The Parisian heirmologion Coislin 220 online

The microfilm of the Bibliothèque nationale, fonds Coislin manuscrit 220. “Coislin notation” was called after this manuscript. The black-and-white reproduction of the film is online since more than a year, but I will soon describe other manuscripts (heirmologia and stichera) with Chartres notation of the collection at the Great Lavra on Holy Mount Athos.

fonds Coislin, ms. 220

3767138739?profile=RESIZE_710x13th canon of echos devteros with second ode in honour for Thekla the Nun composed by Patriarch Germanos (f. 47r)

about 1100 • Heirmologium in canon order (only some of the are numbered within the echos section) with relatively developed Coislin notation (this genre of Old Byzantine notation was called after the manuscript):

  • echos protos with 25 canons (ff. 1r-31r),
  • echos devteros with 26 canons (ff. 32r-63r),
  • echos tritos with 23 canons (ff. 64r-89v);
  • echos tetartos with 25 canons (ff. 90r-123r);
  • echos plagios protos with 20 canons (ff. 124r-148r),
  • echos plagios devteros with 23 canons (ff. 149r-176r),
  • echos varys with 17 canons (ff. 177r-197v),
  • echos plagios tetartos with 24 canons (ff. 198r-235v).

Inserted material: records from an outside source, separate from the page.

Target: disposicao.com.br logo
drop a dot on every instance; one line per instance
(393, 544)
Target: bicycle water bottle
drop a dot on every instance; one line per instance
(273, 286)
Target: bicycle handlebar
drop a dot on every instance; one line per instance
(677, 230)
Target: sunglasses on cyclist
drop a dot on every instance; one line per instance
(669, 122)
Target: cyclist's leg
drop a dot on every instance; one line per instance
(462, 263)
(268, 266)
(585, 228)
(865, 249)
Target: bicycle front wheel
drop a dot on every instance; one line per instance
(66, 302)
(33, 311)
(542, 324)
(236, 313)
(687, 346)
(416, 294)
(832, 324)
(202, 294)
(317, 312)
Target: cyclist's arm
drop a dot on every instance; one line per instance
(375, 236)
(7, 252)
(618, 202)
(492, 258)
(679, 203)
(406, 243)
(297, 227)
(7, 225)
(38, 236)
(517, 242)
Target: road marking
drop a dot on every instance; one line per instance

Appendix with stichera prosomoia for Lent (ff. 238r-262r), stichera dogmatika (ff. 262v-267v); kolophon (f.237v).

The most frequent authors mentioned are Andrew of Jerusalem, Cosmas and John of Damascus (“the Monk”), but also Cyprian the Monk (ff. 118. 121), Damian the Monk (f. 169), Eliah of Jerusalem (ff. 224v. 226v. 230), Stephen the Sabbaite, John’s nephew (ff. 221, 233v), Georgios (ff. 116, 228v), Germanos of Constantinople (ff. 46v, 72, 91, 161v, 208v, 209v).